They also eat more hay when they have more water.


----------



## Blue eyes (Jul 7, 2020)

Here's a similar one that comes in lots of sizes. I found one just like it but much cheaper at a pet store but at least this link shows that you can get bowls even larger than the 20 oz ones like the plastic one above.


https://www.amazon.com/Fuzzy-Puppy-Pet-Products-CCCH-20/dp/B019C0QJ9E?ref_=fsclp_pl_dp_7&th=1



I've had 5 lb rabbits drink 20 oz per day.


----------



## Liquidtravel (Jul 7, 2020)

very cool, thank you.


----------



## zuppa (Jul 7, 2020)

If your rabbit has no problem with drinking from his bottle there's no point in changing to bowl. Some rabbits don't like bowls or struggling but most rabbits can learn. Giant water bottle 1100 ml (37 oz) works really well and would be enough for a flemmie for sure. Bernie can easily drink 600 ml sometimes but most days it's 300 ml a day. Fred only drinks 70 ml but he doesn#t have any problems with using his bottle. Just Bernie drinks often and Fred drinks only 2-3 times a day but really long, he stays at his bottle for a few minutes non stop. He never struggles.

But some rabbits don't understand how it works so they are trying to break it instead of licking ball. For those I would keep bowl under bottle probably so they could have another option. They're just stubborn and don't learn. Most babies learn how to drink from a bottle quite quickly.

By the way, bigger bottle like giant has larger ball so it is easier to use than smaller bottles. I have giant bottles for summer all the time.

With bottles I know that they drink clean water and how much exactly


----------



## Blue eyes (Jul 7, 2020)

I would disagree regarding bottles. I've seen a rabbit actually angrily biting the bottle tube trying to get more water. He was the rabbit that convinced me to change to bowls. I put a bowl under his bottle and he never touched the bottle again. Since then I've only used bowls for my rabbits. His bondmate, btw, never seemed to have an issue with the bottle, but also switched exclusively to the bowl once it was offered. 

I realize some rabbits seem ok with bottles, but I'd say at least try a bowl and give it a fair amount of time and see what happens. One can never really know if a rabbit is ok with a bottle until they are given a comparison.

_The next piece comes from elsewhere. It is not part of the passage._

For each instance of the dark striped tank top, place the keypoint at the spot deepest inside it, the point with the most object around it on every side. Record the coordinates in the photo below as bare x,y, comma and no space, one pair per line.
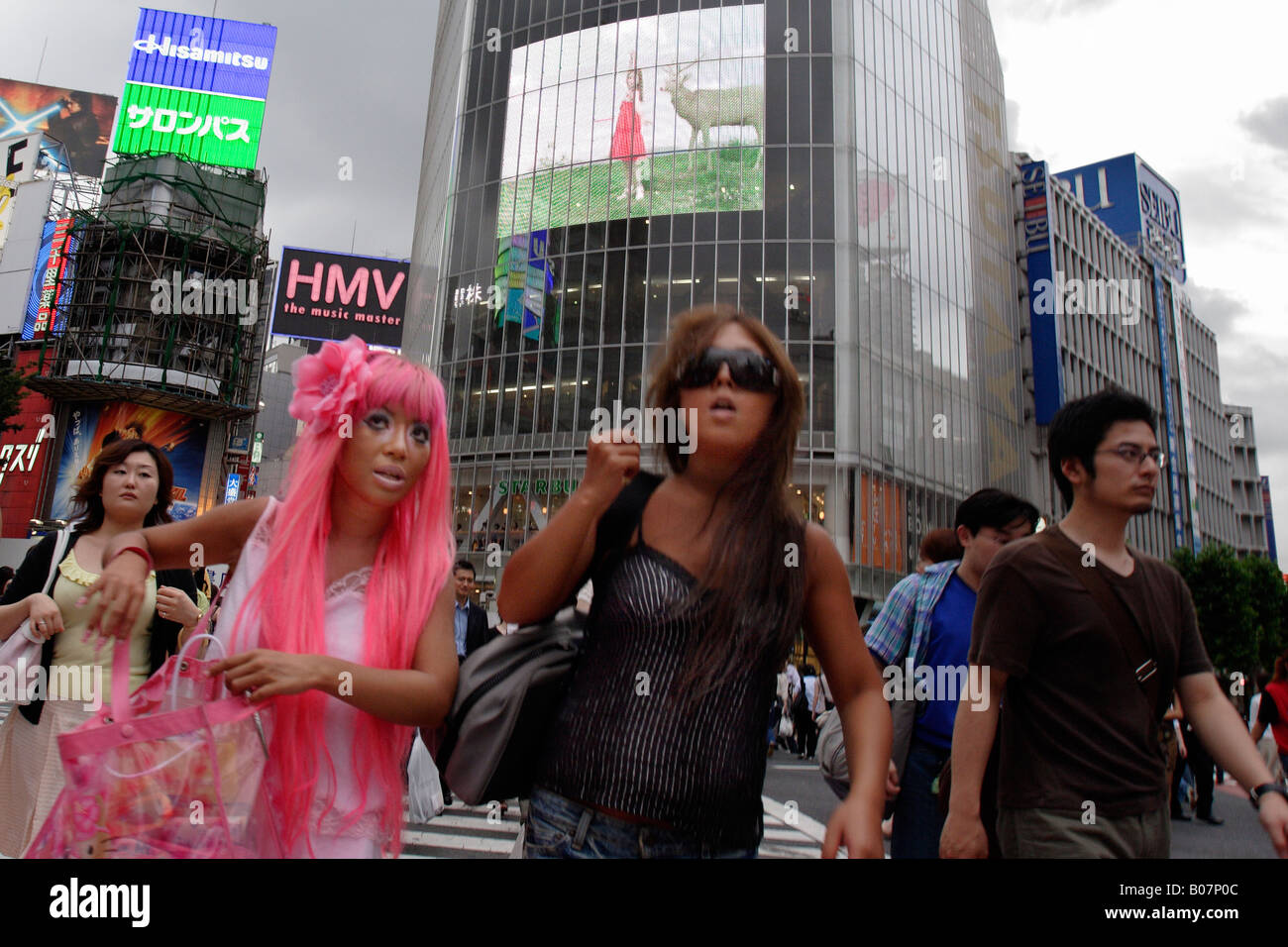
623,738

As for cleaning, I find bottles a pain. They often look clean but if you can reach your finger inside and touch the inside wall, they get slimy (clear slime) really quickly. I suppose if one vigorously cleans each bottle with a bottle brush _every _day, then it would be clean, but what a time-waster (imo) that would be. 

With a bowl that can't tip, it's easy enough to see how much they drink each day.


----------



## zuppa (Jul 7, 2020)

Blue eyes said:


> I would disagree regarding bottles. I've seen a rabbit actually angrily biting the bottle tube trying to get more water. He was the rabbit that convinced me to change to bowls. I put a bowl under his bottle and he never touched the bottle again. Since then I've only used bowls for my rabbits. His bondmate, btw, never seemed to have an issue with the bottle, but also switched exclusively to the bowl once it was offered.
> 
> I realize some rabbits seem ok with bottles, but I'd say at least try a bowl and give it a fair amount of time and see what happens. One can never really know if a rabbit is ok with a bottle until they are given a comparison.
> 
> ...


If you like using bowls I have no problems with that at all.


----------